[v2,1/6] cpufreq: schedutil: ignore sugov kthreads

Message ID	1499189651-18797-2-git-send-email-patrick.bellasi@arm.com (mailing list archive)
State	Deferred
Headers	show Return-Path: <linux-pm-owner@kernel.org> From: Patrick Bellasi <patrick.bellasi@arm.com> To: linux-kernel@vger.kernel.org, linux-pm@vger.kernel.org Cc: Ingo Molnar <mingo@redhat.com>, Peter Zijlstra <peterz@infradead.org>, "Rafael J . Wysocki" <rafael.j.wysocki@intel.com>, Viresh Kumar <viresh.kumar@linaro.org>, Vincent Guittot <vincent.guittot@linaro.org>, Juri Lelli <juri.lelli@arm.com>, Joel Fernandes <joelaf@google.com>, Andres Oportus <andresoportus@google.com>, Todd Kjos <tkjos@android.com>, Morten Rasmussen <morten.rasmussen@arm.com>, Dietmar Eggemann <dietmar.eggemann@arm.com> Subject: [PATCH v2 1/6] cpufreq: schedutil: ignore sugov kthreads Date: Tue, 4 Jul 2017 18:34:06 +0100 Message-Id: <1499189651-18797-2-git-send-email-patrick.bellasi@arm.com> In-Reply-To: <1499189651-18797-1-git-send-email-patrick.bellasi@arm.com> References: <1499189651-18797-1-git-send-email-patrick.bellasi@arm.com> Sender: linux-pm-owner@vger.kernel.org Precedence: bulk

Patrick Bellasi July 4, 2017, 5:34 p.m. UTC

In system where multiple CPUs shares the same frequency domain a small
workload on a CPU can still be subject to frequency spikes, generated by
the activation of the sugov's kthread.

Since the sugov kthread is a special RT task, which goal is just that to
activate a frequency transition, it does not make sense for it to bias
the schedutil's frequency selection policy.

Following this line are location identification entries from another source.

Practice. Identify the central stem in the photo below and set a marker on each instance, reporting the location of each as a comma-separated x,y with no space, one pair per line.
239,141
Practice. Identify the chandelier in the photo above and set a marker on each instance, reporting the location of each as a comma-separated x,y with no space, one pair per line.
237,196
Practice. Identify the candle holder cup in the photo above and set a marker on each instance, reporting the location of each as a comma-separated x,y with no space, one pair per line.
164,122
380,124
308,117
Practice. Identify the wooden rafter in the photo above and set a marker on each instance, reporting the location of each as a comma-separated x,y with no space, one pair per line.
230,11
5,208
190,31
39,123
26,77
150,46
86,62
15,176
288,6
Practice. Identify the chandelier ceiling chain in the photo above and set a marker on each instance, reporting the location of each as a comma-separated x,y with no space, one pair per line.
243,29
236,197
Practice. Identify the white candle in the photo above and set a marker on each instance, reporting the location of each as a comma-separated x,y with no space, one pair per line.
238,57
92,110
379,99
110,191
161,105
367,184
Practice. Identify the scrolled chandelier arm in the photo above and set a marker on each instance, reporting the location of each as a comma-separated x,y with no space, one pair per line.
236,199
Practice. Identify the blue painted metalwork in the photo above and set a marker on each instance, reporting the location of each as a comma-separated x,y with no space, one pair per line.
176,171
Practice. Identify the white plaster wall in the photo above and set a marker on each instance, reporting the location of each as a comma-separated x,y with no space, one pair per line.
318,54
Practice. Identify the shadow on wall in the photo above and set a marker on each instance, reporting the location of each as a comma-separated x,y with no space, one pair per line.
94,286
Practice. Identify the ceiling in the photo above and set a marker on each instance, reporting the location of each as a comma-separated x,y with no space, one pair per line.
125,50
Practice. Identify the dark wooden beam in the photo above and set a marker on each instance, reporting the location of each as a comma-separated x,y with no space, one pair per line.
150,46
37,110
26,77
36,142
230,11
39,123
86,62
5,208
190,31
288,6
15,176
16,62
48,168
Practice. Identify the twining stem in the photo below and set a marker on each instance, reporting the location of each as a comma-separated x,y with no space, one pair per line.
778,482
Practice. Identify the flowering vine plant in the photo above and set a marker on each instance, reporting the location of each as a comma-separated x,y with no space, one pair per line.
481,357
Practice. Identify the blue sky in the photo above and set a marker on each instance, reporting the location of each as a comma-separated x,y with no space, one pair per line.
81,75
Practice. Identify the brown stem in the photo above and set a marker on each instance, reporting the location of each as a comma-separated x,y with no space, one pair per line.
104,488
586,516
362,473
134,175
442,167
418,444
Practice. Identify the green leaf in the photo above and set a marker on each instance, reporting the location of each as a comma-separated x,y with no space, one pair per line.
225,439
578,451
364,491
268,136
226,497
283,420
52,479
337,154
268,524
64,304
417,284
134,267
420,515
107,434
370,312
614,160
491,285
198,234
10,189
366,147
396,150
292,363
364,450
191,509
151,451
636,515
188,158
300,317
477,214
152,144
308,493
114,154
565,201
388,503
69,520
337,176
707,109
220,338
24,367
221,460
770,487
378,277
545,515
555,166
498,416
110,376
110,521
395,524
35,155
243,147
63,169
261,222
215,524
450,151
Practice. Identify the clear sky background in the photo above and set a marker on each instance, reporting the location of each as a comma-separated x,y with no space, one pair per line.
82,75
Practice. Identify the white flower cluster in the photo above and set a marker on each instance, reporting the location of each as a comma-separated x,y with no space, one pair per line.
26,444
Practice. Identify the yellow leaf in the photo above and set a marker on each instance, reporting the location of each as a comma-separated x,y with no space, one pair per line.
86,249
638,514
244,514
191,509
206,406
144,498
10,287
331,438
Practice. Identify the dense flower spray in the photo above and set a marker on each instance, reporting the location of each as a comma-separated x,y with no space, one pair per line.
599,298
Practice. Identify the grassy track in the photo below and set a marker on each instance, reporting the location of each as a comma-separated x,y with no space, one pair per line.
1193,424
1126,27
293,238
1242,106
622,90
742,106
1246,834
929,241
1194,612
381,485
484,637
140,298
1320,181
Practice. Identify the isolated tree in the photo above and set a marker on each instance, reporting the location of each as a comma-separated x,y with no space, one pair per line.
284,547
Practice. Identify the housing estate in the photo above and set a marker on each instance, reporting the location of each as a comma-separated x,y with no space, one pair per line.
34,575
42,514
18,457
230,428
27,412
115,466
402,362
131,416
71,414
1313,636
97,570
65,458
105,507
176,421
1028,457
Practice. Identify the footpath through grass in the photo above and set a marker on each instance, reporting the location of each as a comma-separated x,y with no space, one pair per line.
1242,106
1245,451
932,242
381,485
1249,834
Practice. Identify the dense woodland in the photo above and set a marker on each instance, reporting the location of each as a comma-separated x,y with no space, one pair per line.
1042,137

This patch exploits the information related to the current task to silently
ignore cpufreq_update_this_cpu() calls, coming from the RT scheduler, while
the sugov kthread is running.

Signed-off-by: Patrick Bellasi <patrick.bellasi@arm.com>
Cc: Ingo Molnar <mingo@redhat.com>
Cc: Peter Zijlstra <peterz@infradead.org>
Cc: Rafael J. Wysocki <rafael.j.wysocki@intel.com>
Cc: Viresh Kumar <viresh.kumar@linaro.org>
Cc: linux-kernel@vger.kernel.org
Cc: linux-pm@vger.kernel.org

---
Changes from v1:
- move check before policy spinlock (JuriL)
---
 kernel/sched/cpufreq_schedutil.c | 8 ++++++++
 1 file changed, 8 insertions(+)

Viresh Kumar July 5, 2017, 5 a.m. UTC | #1

On 04-07-17, 18:34, Patrick Bellasi wrote:
> In system where multiple CPUs shares the same frequency domain a small
> workload on a CPU can still be subject to frequency spikes, generated by
> the activation of the sugov's kthread.
> 
> Since the sugov kthread is a special RT task, which goal is just that to
> activate a frequency transition, it does not make sense for it to bias
> the schedutil's frequency selection policy.
> 
> This patch exploits the information related to the current task to silently
> ignore cpufreq_update_this_cpu() calls, coming from the RT scheduler, while
> the sugov kthread is running.
> 
> Signed-off-by: Patrick Bellasi <patrick.bellasi@arm.com>
> Cc: Ingo Molnar <mingo@redhat.com>
> Cc: Peter Zijlstra <peterz@infradead.org>
> Cc: Rafael J. Wysocki <rafael.j.wysocki@intel.com>
> Cc: Viresh Kumar <viresh.kumar@linaro.org>
> Cc: linux-kernel@vger.kernel.org
> Cc: linux-pm@vger.kernel.org
> 
> ---
> Changes from v1:
> - move check before policy spinlock (JuriL)
> ---
>  kernel/sched/cpufreq_schedutil.c | 8 ++++++++
>  1 file changed, 8 insertions(+)
> 
> diff --git a/kernel/sched/cpufreq_schedutil.c b/kernel/sched/cpufreq_schedutil.c
> index c982dd0..eaba6d6 100644
> --- a/kernel/sched/cpufreq_schedutil.c
> +++ b/kernel/sched/cpufreq_schedutil.c
> @@ -218,6 +218,10 @@ static void sugov_update_single(struct update_util_data *hook, u64 time,
>  	unsigned int next_f;
>  	bool busy;
>  
> +	/* Skip updates generated by sugov kthreads */
> +	if (unlikely(current == sg_policy->thread))
> +		return;
> +
>  	sugov_set_iowait_boost(sg_cpu, time, flags);
>  	sg_cpu->last_update = time;
>  
> @@ -290,6 +294,10 @@ static void sugov_update_shared(struct update_util_data *hook, u64 time,
>  	unsigned long util, max;
>  	unsigned int next_f;
>  
> +	/* Skip updates generated by sugov kthreads */
> +	if (unlikely(current == sg_policy->thread))
> +		return;
> +
>  	sugov_get_util(&util, &max);

Yes we discussed this last time as well (I looked again at those discussions and
am still confused a bit), but wanted to clarify one more time.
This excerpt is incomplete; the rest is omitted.